Hierarchical (or simply linked/inherited) metadata

Question

Hierarchical (or simply linked/inherited) metadata

Opened this issue a year ago · 2 comments

Hi! Thanks for the cool site. A few years ago, at a standards-unification conference for biological data, we looked at csv-on-the-web as something we should all adopt. A lot of our data was from repeated experiments, so we started talking about a hierarchical version, i.e. you would:

Create a directory (on a disk, at a URL, in a zip file etc.) with some meta data file indicating it was a special "resource"
Have a meta data file for this directory (e.g. saying "lab = ...") and further meta data files for subdirectories ("experiment type = ..", "cell_type = ...", "temperature = ..."), so that each subdirectory could either add to or overwrite parent directory meta data fields
Finally have the CSV meta data, which "inherits" all the data from the subdirectory it's stored in

Do you know if there have been any efforts like this? Or some other mechanism to achieve similar goals? (I.e. a field in the json that says "please also include all of the stuff at this URI")?

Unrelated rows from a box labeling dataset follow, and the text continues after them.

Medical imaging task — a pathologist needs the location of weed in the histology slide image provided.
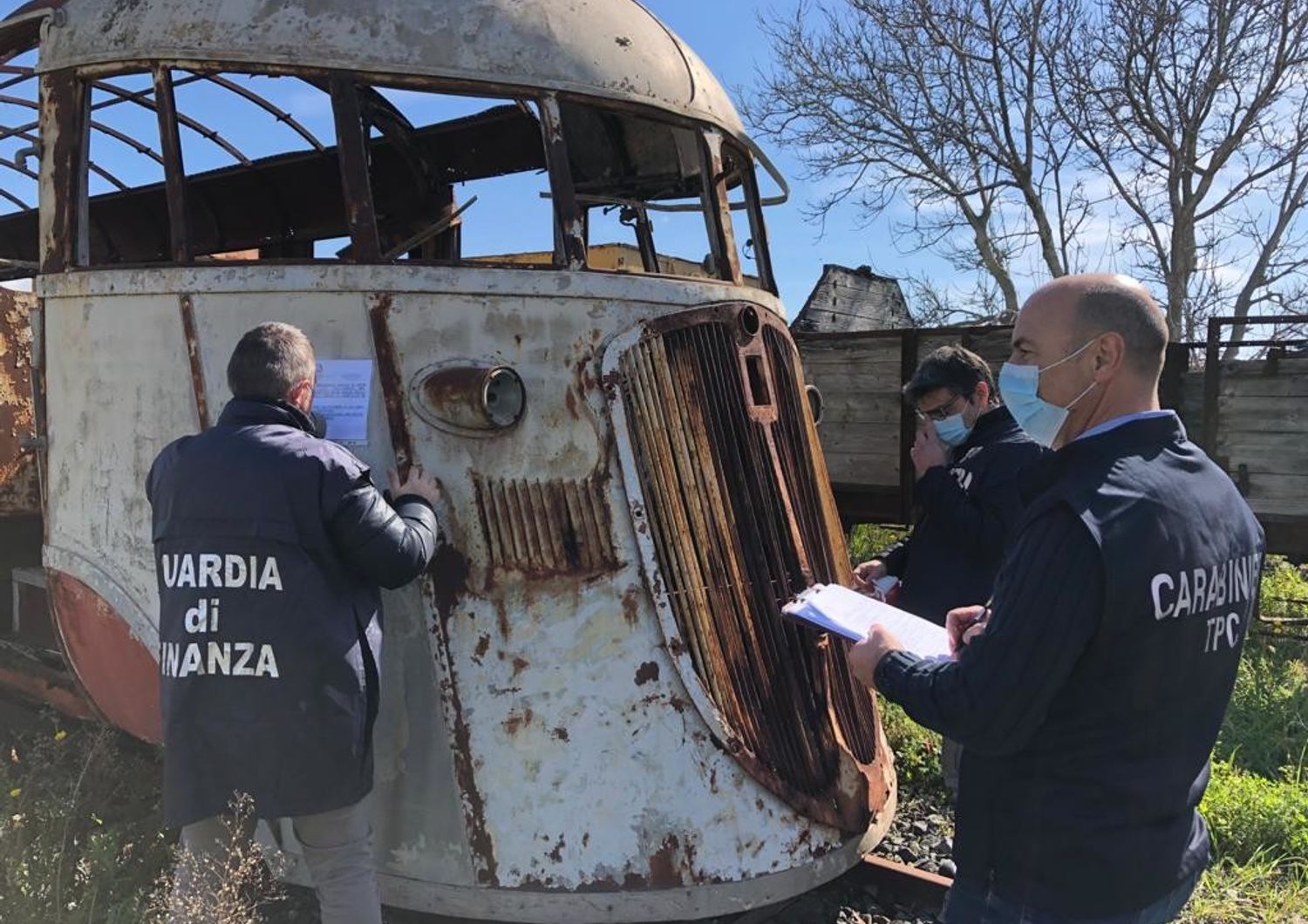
[1177,853,1308,924]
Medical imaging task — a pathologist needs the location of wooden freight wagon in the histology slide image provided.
[793,317,1308,557]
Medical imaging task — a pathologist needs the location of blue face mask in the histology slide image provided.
[936,414,972,450]
[999,340,1095,445]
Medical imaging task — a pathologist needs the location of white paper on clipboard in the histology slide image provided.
[782,584,950,657]
[314,359,373,445]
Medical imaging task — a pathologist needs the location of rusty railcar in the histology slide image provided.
[0,0,895,921]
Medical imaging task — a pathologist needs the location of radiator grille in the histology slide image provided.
[473,476,617,574]
[619,309,876,830]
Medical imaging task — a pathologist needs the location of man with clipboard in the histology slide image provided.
[850,275,1265,924]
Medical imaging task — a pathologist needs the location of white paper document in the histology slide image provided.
[314,359,373,443]
[782,584,950,657]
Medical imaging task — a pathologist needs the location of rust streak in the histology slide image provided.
[368,293,413,479]
[636,662,658,686]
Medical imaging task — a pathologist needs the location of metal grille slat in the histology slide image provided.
[617,315,876,830]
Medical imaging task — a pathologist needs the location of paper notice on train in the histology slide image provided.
[314,359,373,445]
[782,584,950,657]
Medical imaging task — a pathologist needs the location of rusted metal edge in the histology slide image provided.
[178,296,214,430]
[603,315,871,832]
[738,140,781,296]
[0,649,99,722]
[329,71,382,262]
[845,855,954,911]
[541,92,586,269]
[899,328,918,523]
[152,65,191,264]
[368,293,413,479]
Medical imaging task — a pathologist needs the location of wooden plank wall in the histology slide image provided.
[1182,359,1308,520]
[797,335,900,489]
[794,327,1012,489]
[795,328,1308,554]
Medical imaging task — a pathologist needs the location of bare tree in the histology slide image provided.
[746,0,1093,317]
[1046,0,1308,354]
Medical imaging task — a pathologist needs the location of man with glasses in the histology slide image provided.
[849,275,1265,924]
[855,346,1044,626]
[855,346,1044,793]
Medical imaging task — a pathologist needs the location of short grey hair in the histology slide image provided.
[1075,285,1168,379]
[228,322,317,401]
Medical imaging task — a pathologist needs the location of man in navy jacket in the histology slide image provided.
[855,346,1046,795]
[855,346,1046,626]
[850,275,1265,924]
[146,324,439,924]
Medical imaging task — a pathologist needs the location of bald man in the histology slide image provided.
[850,275,1264,924]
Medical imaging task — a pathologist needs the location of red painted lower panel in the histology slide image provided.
[47,568,164,743]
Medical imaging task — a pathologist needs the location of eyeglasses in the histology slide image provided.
[915,392,968,424]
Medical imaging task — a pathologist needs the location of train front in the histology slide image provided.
[0,0,895,921]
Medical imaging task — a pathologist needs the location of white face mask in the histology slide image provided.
[936,413,972,450]
[999,337,1098,445]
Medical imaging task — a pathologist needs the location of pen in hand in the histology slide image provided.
[944,602,991,659]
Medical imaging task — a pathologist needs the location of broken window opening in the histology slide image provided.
[15,63,768,288]
[562,100,763,288]
[330,84,555,267]
[722,141,777,294]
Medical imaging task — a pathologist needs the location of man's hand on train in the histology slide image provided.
[389,465,441,508]
[909,421,950,479]
[944,607,991,659]
[849,625,904,686]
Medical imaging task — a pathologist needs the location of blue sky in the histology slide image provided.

Thanks in advance, sorry for abusing the issue system.

Answer 1 · 2023-06-06T09:12:28.000Z

Or some other mechanism to achieve similar goals? (I.e. a field in the json that says "please also include all of the stuff at this URI")?

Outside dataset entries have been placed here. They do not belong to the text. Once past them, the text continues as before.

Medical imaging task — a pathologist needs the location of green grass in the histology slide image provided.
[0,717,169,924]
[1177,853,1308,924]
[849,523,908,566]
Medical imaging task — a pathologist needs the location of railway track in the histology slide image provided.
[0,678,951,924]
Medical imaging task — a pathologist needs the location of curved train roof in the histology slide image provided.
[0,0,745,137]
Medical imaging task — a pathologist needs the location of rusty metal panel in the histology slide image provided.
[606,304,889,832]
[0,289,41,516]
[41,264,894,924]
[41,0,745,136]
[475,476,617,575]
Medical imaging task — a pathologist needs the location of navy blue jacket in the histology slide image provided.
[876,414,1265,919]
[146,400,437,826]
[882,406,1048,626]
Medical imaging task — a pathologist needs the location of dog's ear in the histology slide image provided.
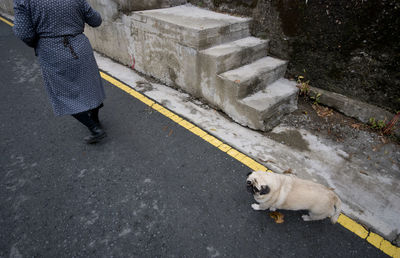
[260,185,271,195]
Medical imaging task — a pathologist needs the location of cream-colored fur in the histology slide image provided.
[247,171,341,223]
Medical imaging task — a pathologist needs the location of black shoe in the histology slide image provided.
[84,126,107,144]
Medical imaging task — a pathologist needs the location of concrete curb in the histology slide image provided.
[310,86,400,137]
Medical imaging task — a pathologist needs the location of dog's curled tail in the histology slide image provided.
[331,195,342,224]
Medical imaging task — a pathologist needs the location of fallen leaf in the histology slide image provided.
[283,168,293,174]
[380,137,388,144]
[269,211,285,224]
[312,105,333,117]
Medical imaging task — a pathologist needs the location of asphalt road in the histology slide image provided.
[0,19,385,257]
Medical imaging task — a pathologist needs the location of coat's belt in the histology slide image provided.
[41,33,81,59]
[63,36,79,59]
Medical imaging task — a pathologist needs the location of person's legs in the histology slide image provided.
[72,111,107,144]
[90,103,104,124]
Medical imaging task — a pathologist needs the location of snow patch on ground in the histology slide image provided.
[96,51,400,239]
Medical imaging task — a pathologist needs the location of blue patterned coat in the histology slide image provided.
[13,0,105,116]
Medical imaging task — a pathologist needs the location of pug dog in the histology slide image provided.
[247,171,342,223]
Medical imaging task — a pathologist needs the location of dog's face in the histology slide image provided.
[246,171,271,195]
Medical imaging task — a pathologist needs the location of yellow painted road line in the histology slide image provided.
[0,16,400,258]
[100,72,400,258]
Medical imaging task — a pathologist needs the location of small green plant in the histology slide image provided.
[369,117,386,131]
[310,93,322,105]
[383,111,400,135]
[297,75,322,105]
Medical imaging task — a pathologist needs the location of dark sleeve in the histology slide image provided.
[82,0,102,27]
[13,0,38,48]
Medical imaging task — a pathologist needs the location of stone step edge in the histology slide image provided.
[217,56,288,99]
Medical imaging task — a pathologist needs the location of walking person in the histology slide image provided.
[13,0,106,144]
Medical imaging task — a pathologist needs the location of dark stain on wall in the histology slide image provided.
[189,0,400,112]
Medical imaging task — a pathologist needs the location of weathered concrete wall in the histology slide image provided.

To make it a more general question: Is there any mechanism to import meta data from another document? (So not necessarily a tree structure)

Answer 2 · 2023-06-13T14:41:20.000Z

Hello!

The spec allows for object properties which can either be objects or references to URLs where the object definition may be found. This allows you to re-use metadata across tables, for example:

experiment-1.csv.json:

{
  "url": "experiment-1.csv",
   "tableSchema": "experiment-schema.json"
}

experiment-2.csv.json:

{
  "url": "experiment-2.csv",
  "tableSchema": "experiment-schema.json"
}

Or equivalently as a table group:

experiments.json:

{
  "tableSchema": "experiment-schema.json",
  "tables": [
    { "url": "experiment-1.csv" },
    { "url": "experiment-2.csv" }
  ]
}

The spec doesn't define how (or whether) metadata should be merged when the user provides overriding metadata but there are inherited properties which allow you to override column specification defaults provided at e.g. the table group level with values for a specific table.

Judging by your examples, you may be thinking about your own metadata properties and not ones from the CSVW metadata vocabulary. In which case you might be able to use provisions from the JSON-LD spec to achieve what you want. Just bear in mind that, despite the syntactic overlap, CSVW processors only need to support a subset of JSON-LD; crucially this means the context is fixed. You may need to have bespoke processing if you go down this route.

You might also think about a pre-processing tool that generates CSVW annotations. This is what we did with Swirrl/table2qb - we use a registry of columns to generate a table-schema suitable for a given CSV table. This let's us avoid repetition in the "source of truth" and still have spec-compliant outputs.

FWIW, I don't think this is really an abuse of the issues system. If you come up with a CSVW solution it'd be great to hear about on this thread and maybe even see it become a guide for csvw.org so others can learn from the example.